Development of a cell-seeded, bioartificial lung assist device

Introduction: COPD is the 4th leading cause of death worldwide. Extracorporeal lung assist devices that promote oxygenation and /or CO2 removal can improve lung protection and increase quality of life. As a drawback these systems limit patient mobility. In addition, long-term use of these devices is frequently accompanied by thromboembolic complications and device fouling due to inappropriate material properties of the blood contacting surfaces. Our goal is to develop the first wearable miniaturized lung assist device with improved hemocompatible surfaces. Methods: We designed prototypes of new, miniaturized hardware components with an optimized geometry to minimize hemolysis and thrombogenicity. To improve the hemocompatibility of the gas exchange membranes polymethlypentene (PMP), we seeded human dermal endothelial cells onto PMP hollow fibers, either coated with heparin/albumin, or following covalent functionalization with heparin/ REDV. Seeding efficiency and cell coverage were quantified microscopically.
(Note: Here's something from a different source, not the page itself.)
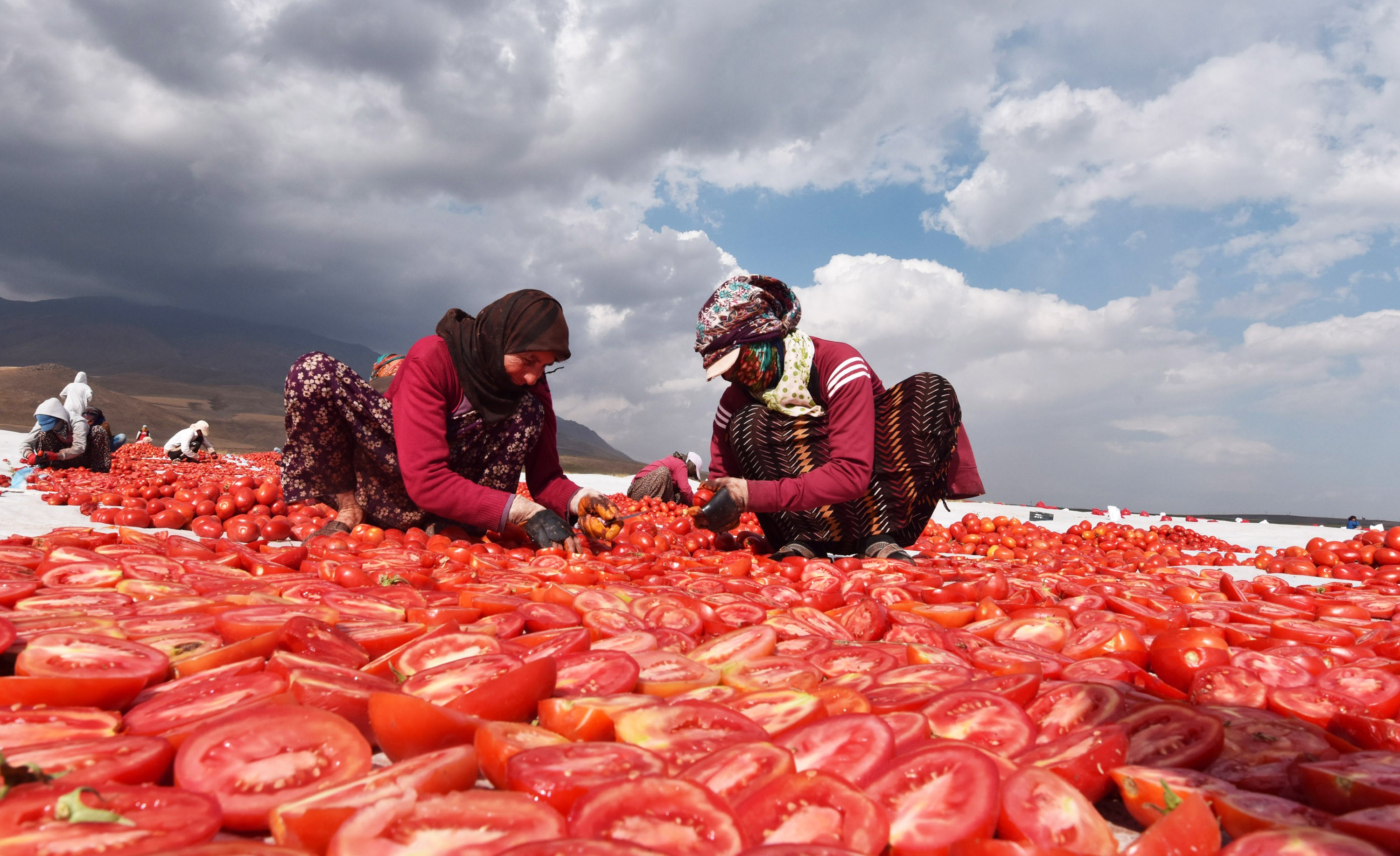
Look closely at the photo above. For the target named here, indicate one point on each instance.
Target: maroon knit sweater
(849, 387)
(425, 394)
Results: We successfully miniaturized all hardware components and developed a new design of the gas exchanger, yielding improved blood distribution concomitant with adequate gas exchange in vitro and in vivo. Following seeding of stacked PMP fiber mats, the endothelial cells formed a confluent monolayer on the fibers, which was maintained for 5 days on the heparin/REDV coated fibers under both static and dynamic in vitro testing conditions in a novel perfusion bioreactor system. Conclusion: We successfully designed and implemented an advanced concept of a miniaturized wearable lung assist device, which is currently being tested in a porcine model. Future studies will test these devices in a first-in-man trial.